In her inaugural speech on Sunday, she sought to counter the image of a right wing radical out to smash Israel’s liberal judiciary, presenting herself instead as an advocate of balance in a democratic system.

“The justice system is a foundation of our existence as a democratic society, I will not be the one to soften its bite,” Shaked said.

“But I will also not allow it to eat away at the legal authority of the legislative and executive branches. We must find the formula for the right balance between the branches.” The High Court’s judicial review of legislation, and instances in recent years in which it has struck down new laws, have outraged right-wing and religious parties.

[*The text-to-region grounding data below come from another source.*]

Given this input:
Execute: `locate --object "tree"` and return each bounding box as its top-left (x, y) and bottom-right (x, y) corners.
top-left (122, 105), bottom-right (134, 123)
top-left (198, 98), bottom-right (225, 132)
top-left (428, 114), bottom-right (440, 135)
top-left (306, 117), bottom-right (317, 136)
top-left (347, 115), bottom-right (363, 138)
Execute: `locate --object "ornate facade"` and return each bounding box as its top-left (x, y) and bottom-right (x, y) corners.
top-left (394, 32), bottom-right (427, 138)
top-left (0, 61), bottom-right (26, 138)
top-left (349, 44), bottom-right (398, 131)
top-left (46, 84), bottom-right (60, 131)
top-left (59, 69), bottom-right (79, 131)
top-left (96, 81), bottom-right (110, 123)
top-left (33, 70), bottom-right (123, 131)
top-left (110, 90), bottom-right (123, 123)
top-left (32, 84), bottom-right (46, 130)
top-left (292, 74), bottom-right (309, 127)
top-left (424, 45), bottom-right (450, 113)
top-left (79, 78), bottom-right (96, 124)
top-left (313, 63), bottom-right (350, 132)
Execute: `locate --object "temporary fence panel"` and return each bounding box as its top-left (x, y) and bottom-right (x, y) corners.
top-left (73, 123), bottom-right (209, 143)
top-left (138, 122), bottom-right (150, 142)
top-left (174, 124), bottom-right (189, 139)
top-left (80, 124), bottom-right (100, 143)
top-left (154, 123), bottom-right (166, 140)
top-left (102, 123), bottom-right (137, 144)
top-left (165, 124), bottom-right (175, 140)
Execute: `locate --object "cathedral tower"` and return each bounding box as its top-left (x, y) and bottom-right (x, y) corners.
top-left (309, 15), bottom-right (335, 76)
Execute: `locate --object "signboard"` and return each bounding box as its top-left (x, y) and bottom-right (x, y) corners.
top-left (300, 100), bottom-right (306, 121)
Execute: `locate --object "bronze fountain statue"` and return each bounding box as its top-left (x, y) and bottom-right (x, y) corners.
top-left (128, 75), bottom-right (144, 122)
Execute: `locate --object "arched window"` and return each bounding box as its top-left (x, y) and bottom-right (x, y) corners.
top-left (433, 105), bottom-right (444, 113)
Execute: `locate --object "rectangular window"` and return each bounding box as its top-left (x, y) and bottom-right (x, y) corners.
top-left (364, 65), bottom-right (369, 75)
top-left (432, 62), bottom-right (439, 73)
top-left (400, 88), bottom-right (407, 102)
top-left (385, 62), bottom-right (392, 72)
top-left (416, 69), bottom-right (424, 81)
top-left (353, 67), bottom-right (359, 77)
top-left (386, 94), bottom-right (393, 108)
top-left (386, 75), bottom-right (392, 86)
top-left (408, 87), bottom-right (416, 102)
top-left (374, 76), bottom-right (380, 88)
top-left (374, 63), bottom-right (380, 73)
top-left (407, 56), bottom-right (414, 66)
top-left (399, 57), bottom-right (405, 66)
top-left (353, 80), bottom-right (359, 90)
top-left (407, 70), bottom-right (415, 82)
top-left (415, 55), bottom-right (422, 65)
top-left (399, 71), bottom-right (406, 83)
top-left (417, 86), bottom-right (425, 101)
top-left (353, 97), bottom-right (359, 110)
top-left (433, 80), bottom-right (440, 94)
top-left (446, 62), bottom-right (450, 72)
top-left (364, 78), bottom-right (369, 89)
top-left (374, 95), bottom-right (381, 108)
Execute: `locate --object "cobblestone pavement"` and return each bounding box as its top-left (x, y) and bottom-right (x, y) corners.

Since entering Knesset in 2013, Shaked, a 39-year-old former software engineer, has backed a number of controversial bills that would have an impact on the court’s powers.
One bill proposed by Likud and Jewish Home would make it easier for the Knesset to override judicial quashing of a law.

Another seeks to limit the court’s ability to strike down laws by requiring such decisions be considered by a full 15-justice panel.

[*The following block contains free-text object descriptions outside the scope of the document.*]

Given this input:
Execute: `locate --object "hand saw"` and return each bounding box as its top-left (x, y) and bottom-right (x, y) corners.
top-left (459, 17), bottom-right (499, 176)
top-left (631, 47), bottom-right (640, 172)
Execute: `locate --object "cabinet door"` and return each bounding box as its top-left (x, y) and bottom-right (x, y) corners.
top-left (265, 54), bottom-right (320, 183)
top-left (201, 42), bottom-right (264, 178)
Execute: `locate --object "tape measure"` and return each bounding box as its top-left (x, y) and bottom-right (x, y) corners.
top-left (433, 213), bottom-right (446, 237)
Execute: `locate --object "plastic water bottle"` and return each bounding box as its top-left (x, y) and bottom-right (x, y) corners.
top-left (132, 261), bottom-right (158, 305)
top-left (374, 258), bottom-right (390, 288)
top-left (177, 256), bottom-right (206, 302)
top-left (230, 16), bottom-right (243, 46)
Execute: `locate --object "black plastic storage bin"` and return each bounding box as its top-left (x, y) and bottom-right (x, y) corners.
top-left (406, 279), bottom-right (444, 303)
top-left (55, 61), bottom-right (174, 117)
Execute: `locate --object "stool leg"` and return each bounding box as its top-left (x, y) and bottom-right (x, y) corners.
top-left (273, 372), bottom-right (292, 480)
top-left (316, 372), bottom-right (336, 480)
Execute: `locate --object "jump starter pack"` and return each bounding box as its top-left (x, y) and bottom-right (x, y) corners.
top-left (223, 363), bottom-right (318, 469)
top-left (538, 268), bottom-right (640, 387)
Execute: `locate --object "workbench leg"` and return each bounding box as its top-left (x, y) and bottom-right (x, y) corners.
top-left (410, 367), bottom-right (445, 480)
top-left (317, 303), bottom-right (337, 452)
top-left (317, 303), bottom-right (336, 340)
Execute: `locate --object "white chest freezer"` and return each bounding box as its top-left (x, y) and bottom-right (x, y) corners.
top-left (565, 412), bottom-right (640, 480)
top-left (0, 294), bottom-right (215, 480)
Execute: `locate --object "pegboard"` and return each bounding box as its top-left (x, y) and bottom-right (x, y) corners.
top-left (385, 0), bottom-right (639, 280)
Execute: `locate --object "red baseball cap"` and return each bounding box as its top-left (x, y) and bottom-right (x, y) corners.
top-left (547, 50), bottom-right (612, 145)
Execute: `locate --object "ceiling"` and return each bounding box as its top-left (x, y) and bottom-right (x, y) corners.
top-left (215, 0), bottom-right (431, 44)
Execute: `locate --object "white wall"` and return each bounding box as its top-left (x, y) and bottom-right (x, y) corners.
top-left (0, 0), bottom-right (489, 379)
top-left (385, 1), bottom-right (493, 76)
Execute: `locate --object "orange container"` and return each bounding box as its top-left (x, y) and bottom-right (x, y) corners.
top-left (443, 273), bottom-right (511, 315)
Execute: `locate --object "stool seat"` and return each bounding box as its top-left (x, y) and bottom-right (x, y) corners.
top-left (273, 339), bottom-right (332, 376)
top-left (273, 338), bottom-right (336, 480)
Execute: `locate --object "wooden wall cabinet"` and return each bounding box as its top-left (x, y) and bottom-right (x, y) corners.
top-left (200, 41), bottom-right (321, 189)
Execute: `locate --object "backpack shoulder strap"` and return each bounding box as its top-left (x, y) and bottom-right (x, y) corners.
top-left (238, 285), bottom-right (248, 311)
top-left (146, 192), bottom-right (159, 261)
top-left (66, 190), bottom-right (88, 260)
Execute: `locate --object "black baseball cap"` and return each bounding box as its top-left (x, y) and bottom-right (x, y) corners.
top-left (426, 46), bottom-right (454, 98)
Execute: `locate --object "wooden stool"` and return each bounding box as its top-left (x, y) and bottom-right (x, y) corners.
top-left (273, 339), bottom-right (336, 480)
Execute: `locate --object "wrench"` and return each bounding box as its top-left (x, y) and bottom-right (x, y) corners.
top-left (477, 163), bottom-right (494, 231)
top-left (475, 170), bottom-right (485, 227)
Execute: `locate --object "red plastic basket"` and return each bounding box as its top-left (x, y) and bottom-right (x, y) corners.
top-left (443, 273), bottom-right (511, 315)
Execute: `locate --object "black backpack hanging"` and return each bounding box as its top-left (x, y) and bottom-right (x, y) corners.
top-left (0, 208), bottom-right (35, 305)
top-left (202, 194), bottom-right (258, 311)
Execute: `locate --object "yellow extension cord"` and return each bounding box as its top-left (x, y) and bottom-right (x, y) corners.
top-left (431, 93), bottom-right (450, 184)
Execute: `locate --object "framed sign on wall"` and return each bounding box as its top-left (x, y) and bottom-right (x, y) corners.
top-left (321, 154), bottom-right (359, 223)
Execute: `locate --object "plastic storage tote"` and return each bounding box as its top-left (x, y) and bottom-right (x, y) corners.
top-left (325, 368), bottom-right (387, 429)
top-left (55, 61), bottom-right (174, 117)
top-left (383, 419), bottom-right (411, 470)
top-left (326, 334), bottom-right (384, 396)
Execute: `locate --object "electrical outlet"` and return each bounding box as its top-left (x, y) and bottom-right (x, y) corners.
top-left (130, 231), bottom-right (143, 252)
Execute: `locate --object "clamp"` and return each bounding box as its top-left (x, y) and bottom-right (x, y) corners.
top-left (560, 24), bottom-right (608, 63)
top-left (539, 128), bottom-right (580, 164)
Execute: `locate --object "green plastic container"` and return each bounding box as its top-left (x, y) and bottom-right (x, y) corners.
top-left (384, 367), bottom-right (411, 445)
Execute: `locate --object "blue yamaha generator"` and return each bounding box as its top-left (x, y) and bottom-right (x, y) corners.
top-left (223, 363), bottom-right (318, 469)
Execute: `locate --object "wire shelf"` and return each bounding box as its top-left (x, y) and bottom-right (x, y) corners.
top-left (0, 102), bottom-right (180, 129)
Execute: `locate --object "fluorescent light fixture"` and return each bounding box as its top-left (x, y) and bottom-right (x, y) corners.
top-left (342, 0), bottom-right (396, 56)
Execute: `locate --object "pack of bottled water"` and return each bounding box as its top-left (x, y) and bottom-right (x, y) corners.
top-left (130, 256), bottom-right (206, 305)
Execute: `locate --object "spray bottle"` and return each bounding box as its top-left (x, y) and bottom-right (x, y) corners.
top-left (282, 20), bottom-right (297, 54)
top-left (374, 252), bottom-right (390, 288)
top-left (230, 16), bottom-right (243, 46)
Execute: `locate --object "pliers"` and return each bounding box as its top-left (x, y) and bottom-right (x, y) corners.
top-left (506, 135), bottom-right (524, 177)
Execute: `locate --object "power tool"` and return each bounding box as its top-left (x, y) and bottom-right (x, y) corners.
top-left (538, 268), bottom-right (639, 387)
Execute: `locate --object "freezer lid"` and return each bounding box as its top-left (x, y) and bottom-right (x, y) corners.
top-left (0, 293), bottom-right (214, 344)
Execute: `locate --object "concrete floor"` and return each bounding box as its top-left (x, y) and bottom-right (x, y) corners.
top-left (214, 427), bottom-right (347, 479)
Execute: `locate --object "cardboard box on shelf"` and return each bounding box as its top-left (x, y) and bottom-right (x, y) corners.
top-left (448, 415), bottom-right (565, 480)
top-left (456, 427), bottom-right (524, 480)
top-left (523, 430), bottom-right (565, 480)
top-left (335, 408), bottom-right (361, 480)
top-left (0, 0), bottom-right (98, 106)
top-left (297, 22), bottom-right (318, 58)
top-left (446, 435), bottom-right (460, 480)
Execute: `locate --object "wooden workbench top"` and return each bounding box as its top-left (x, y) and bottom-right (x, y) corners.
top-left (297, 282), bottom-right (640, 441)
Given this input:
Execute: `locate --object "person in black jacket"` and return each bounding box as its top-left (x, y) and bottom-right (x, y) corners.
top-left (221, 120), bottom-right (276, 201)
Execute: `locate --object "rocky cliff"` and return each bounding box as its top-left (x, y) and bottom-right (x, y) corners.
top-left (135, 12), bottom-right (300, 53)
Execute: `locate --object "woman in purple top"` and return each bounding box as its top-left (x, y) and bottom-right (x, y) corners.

But the new government’s one-seat majority could limit Shaked’s ability to effect sweeping changes.

“She (Shaked) has no majority,” Yossi Beilin, a former Justice Minister from Labor Party, told Army Radio. “My concern that she could take the Israeli justice system back to dark days exists, but it is minor.”

Meanwhile, the Likud No. 2, MK Gilad Erdan, was still on the outside. Erdan had wanted to head the Foreign Ministry, but Netanyahu offered the Public Security portfolio instead.

In an online statement on Friday, Erdan maintained that the prime minister had offered him Public Security but not an adequate budget. “[It] did not give me the necessary tools to impact the real change we need in the Public Security Ministry.”

Erdan, who is the outgoing Interior Minister, gave a parting shot at a changing-of-the-guard ceremony on Sunday afternoon, blasting Netanyahu for agreeing to Finance Minister Moshe Kahlon’s demand to transfer the Building Planning Directorate from Interior to Finance.

“Transferring the Planning Directorate can cause ‘a planning disaster’ that can harm the citizens of the country,” Erdan said. “It will be swallowed by the Finance Ministry whose entire goal and interest is economic.”

Erdan claimed that the decision will undo his efforts to solve the housing shortage.